A la une / Reportage
Du parti unique à la démocratie en passant par Lech Walesa
Pologne : chronique d’une transition réussie
Longtemps éprouvée par la domination et le régime communiste, la Pologne aux confluents de l’influence russe
et allemande a réussi sa transition grâce à la lutte des ouvriers et à la lucidité de son régime. Aujourd’hui, elle
fait figure de pays parmi les plus performants économiquement en Europe. Reportage.
“Ce sont les meilleures vingt-cinq années de l’histoire de la Pologne. Nous sommes un pays indépendant, on fait
partie de l’UE et de l’Otan. Il y a de la sécurité et beaucoup d’opportunités. Depuis vingt-cinq ans, l’économie se
développe à un rythme soutenu et mon pays est aujourd’hui propre.” Derrière ses lunettes de sherpa, la
silhouette frêle, Jan Litynski, septuagénaire et conseiller du président polonais, Bronislaw Komorowski, savoure,
non sans quelque fierté, le chemin parcouru par son pays depuis l’ouverture démocratique en 1989, soit la
même année que celle opérée en Algérie. Cette année-là, le parti communiste au pouvoir depuis la fin de la
Seconde Guerre mondiale, confronté à une crise économique anémique et à des grèves menées par le
mouvement d’opposition, Solidarnosc, du charismatique Lech Walesa, prix Nobel de la paix, fort de dix millions
d’adhérents, crée en 1980 (en Algérie le mouvement berbère lance son “printemps”) accepte de s’asseoir
autour d’“une table ronde” avec l’opposition et sous l’observation de l’église catholique.
Résultat : Solidarnosc est agréé et les principes d’une élection arrêtés. “Ces pourparlers initient la révolution
sans bain de sang dans les mois qui suivent”, se plaît à souligner Jan Litynski à des journalistes algériens.

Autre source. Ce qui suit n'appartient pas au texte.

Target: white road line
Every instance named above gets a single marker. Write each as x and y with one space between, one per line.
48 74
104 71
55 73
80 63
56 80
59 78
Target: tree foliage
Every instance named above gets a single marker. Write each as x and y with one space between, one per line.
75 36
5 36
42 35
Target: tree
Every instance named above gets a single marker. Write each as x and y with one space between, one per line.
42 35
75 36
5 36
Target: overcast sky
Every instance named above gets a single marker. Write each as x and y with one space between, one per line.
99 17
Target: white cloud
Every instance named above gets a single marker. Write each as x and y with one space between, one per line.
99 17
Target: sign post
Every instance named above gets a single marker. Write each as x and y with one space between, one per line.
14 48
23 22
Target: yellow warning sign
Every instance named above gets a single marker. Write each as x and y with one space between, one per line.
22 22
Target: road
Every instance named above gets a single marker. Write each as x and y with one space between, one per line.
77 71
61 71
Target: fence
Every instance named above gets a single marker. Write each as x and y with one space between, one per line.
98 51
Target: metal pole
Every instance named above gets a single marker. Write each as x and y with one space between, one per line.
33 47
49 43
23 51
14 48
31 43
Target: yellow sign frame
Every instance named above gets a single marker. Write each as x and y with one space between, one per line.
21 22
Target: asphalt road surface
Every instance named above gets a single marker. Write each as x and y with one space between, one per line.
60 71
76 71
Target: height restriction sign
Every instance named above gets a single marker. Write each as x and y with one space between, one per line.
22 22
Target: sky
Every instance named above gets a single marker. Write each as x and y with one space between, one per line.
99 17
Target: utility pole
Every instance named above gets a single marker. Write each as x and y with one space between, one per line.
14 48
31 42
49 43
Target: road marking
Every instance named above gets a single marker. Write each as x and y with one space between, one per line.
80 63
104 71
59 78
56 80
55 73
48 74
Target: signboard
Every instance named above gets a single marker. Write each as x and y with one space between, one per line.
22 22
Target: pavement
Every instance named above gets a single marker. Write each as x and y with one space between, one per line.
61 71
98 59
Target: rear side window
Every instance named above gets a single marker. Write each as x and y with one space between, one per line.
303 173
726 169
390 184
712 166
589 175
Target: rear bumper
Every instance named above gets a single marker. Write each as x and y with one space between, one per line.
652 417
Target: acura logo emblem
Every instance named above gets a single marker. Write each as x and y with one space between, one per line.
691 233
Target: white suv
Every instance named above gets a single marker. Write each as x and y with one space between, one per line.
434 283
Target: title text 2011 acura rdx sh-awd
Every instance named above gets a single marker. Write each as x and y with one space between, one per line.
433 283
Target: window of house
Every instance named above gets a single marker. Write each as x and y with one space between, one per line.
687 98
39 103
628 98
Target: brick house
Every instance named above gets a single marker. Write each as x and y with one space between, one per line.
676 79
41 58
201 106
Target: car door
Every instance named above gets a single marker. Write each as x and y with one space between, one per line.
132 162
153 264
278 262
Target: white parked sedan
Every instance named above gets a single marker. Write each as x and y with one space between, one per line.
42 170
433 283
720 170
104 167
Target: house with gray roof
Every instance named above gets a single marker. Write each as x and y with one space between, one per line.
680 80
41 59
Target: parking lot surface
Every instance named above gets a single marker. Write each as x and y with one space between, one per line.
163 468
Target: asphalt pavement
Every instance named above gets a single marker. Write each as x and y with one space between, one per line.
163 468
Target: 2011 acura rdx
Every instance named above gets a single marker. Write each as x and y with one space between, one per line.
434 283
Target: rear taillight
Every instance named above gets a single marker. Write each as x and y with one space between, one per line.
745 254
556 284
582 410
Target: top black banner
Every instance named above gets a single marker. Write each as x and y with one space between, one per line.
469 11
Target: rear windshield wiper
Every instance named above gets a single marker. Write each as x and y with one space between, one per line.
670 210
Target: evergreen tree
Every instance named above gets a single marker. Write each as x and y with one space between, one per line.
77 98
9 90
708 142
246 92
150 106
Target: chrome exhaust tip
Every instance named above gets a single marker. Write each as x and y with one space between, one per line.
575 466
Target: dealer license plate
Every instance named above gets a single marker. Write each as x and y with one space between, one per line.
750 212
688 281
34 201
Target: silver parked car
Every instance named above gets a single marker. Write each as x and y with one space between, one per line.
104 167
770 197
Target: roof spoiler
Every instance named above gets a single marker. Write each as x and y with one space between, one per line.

L’année suivante, le mouvement Solidarnosc s’empare du tiers des sièges de la Diète (Chambre basse du
Parlement), comme convenu dans l’accord, et de la totalité des sièges au Sénat. Le parti communiste qui,
comme le FLN en Algérie, régnait sans partage, est dissous et sera suivi par une purge au sein de la police
politique, également dissoute, remplacée par une nouvelle structure. “Le plus important était le consensus
politique et l’acceptation d’élections libres. Il y a eu des réformes politiques avec l’autorisation des partis et le
bannissement de la censure ; des réformes économiques avec l’autorisation d’entreprises privées et la mise en
place de nouveaux mécanismes même si aujourd’hui l’on s’interroge s’il fallait aller doucement ou opter pour la
rupture et, enfin, des réformes administratives avec la décentralisation et des pouvoirs délégués aux mairies”,
explique cet ancien opposant depuis les années 1960, membre de Solidarnosc, qui a connu le président dans les
geôles du parti communiste à la fin des années 1970. “Aujourd’hui, on ressemble à l’Occident, il y a un saut
civilisationnel”, se réjouit-il, lui qui a connu les affres du système communiste avec son cortège de privations et
de pénuries.
Quand l’esprit d’initiative se libère
Il n’a sans doute pas tort : la Pologne affiche aujourd’hui l’une des économies les plus performantes de l’UE.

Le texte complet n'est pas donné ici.